Tronze was the home of fewer than a hundred thousand people, but to Gurgeh it still felt too crowded, despite its spacious houses and squares, its sweeping galleries and plazas and terraces, its thousands of houseboats and its elegant, bridge-linked towers. Tronze, for all the fact that Chiark was a fairly recent Orbital, only a thousand or so years old, was already almost as big as any Orbital community ever grew; the Culture's real cities were its great ships, the General Systems Vehicles. Orbitals were its rustic hinterland, where people liked to spread themselves out with plenty of elbow room. In terms of scale, when compared to one of the larger GSVs containing billions of people, Tronze was barely a village.

Gurgeh usually attended the Tronze Sixty-fourth Day concert.
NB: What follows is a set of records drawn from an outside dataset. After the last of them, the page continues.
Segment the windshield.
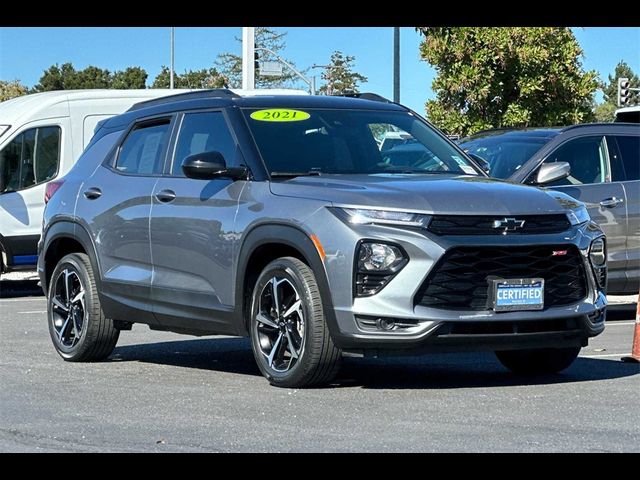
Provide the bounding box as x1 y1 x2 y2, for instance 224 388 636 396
459 135 549 178
244 108 479 176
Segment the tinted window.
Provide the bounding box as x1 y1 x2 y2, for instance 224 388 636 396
116 119 170 175
171 112 236 176
245 109 479 175
544 136 608 186
460 135 549 178
0 127 61 192
614 136 640 180
35 127 60 183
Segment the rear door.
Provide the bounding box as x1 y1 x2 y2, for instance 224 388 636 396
607 134 640 293
76 117 172 323
543 135 627 292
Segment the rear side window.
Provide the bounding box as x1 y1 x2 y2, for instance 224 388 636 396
116 118 171 175
614 135 640 180
171 112 236 176
0 127 62 193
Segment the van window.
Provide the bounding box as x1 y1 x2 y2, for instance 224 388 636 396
171 112 236 176
116 119 170 175
0 127 61 193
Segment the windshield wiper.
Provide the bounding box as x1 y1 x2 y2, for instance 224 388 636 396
270 170 322 178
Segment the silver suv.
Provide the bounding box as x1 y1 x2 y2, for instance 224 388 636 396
38 90 607 387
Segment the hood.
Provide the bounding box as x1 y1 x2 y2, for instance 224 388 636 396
271 174 575 215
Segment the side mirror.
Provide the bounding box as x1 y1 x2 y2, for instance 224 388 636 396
535 162 571 185
182 152 247 180
467 153 491 173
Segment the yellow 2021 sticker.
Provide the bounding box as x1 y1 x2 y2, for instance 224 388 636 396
250 108 311 122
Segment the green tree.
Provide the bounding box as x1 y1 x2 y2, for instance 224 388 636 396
320 50 367 95
0 80 29 102
215 27 298 88
111 67 148 89
418 27 598 135
151 65 227 88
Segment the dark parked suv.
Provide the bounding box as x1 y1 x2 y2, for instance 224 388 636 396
460 123 640 294
38 90 607 387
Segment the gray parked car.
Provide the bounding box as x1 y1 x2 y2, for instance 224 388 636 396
459 123 640 294
38 90 606 387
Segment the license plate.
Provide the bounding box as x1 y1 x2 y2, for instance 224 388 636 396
491 278 544 312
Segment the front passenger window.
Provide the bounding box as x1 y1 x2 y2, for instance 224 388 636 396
116 119 170 175
544 136 609 186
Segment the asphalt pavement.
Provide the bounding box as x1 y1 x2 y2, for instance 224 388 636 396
0 277 640 452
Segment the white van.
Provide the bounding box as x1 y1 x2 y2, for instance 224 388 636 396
0 89 188 273
0 89 307 274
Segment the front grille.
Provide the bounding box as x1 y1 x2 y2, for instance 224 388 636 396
428 214 571 235
415 245 587 310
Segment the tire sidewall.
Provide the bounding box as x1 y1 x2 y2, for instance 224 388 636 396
47 254 95 360
249 258 321 386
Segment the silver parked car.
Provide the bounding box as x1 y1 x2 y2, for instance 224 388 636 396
38 90 606 387
460 123 640 294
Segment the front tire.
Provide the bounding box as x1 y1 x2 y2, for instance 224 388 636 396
495 347 580 375
249 257 341 388
47 253 120 362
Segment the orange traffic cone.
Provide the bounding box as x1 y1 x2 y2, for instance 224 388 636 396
622 294 640 363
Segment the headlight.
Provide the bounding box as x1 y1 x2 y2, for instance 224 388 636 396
589 238 607 267
567 205 591 226
331 207 431 227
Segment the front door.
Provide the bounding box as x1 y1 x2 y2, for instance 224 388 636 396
150 111 245 333
544 135 627 292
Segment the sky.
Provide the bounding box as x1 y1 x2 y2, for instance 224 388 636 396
0 27 640 113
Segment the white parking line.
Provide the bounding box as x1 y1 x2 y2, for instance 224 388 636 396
580 353 631 358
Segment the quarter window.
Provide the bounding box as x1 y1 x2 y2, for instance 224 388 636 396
171 112 236 176
0 127 61 193
544 136 609 186
116 118 171 175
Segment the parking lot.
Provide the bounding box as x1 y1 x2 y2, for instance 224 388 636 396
0 277 640 452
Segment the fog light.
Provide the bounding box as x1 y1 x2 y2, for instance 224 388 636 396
589 238 607 267
358 243 404 272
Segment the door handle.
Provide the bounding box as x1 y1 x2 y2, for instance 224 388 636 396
156 190 176 203
600 197 624 208
83 187 102 200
And he was usually buttonholed by enthusiasts. Normally Gurgeh was civil, if occasionally abrupt. Tonight, after the fiasco on the train, and that strange, exciting, shaming pulse of emotion he'd experienced as a result of being thought to cheat, not to mention the slight nervousness he felt because he'd heard the girl off the GSV Cargo Cult was indeed here in Tronze this evening and looking forward to meeting him, he was in no mood to suffer fools gladly.

Not that the unlucky young male was necessarily a complete idiot; all he'd done was sketch out what had been, after all, not a bad idea for a game; but Gurgeh had fallen on him like an avalanche. The conversation — if you could call it that — had become a game.